Beyond the environmental benefits of seed saving, nutritional value also comes to the forefront.

Ashley Rella, culinary programs director at Working Food, works alongside DeSa and said seeds in grocery stores don't offer much nutrition.

“What we have in grocery stores right now are just simple seeds that are really modified, and so, if we keep doing what Melissa’s doing with the seed program, we have the option of not only producing different varieties around those foods, but actually providing nutrition in a different way through our food,” Rella said.

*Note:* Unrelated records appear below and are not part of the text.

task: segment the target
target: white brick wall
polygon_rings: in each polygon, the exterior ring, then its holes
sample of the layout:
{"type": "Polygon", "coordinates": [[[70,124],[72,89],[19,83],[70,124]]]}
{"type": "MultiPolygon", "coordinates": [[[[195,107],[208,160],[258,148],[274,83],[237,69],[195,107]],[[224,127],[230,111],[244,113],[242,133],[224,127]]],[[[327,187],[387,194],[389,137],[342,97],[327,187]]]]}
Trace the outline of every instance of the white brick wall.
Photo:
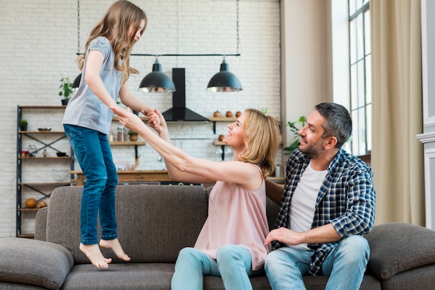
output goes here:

The roselle plant is an example of a nutritious food, full of Vitamin C, that's harvested at Working Food. As DeSa walked through the seed-saving process, she said this plant is one everyone should grow in his or her gardens.

“We have a very simple tool that’s just a sharpened metal copper tube that we just really gently use to pop the seed pod out and then all we have left is the calyx, which is the fleshy covering around the seed pod that protects it after it’s been a flower and it was pollinated, and that way we can save our seeds and also have an edible product at the end,” she said.

Another plant DeSa works with is the Dudley Family Corn, which almost became extinct when producers weren't taking care of its seeds. DeSa said the corn is essential because it's able to survive north central Florida's summer rains, heat, and humidity, but climate change forced her to change the way she cares for it.

“And, just talking with farmers and acknowledging that this old variety might be great, but in current circumstances, we might have to adapt our practices," DeSa said. "What we’re hearing over and over again is that what used to work isn’t working anymore, so we would like to protect this variety to avoid some of the issues we’re facing with hotter and longer summers.”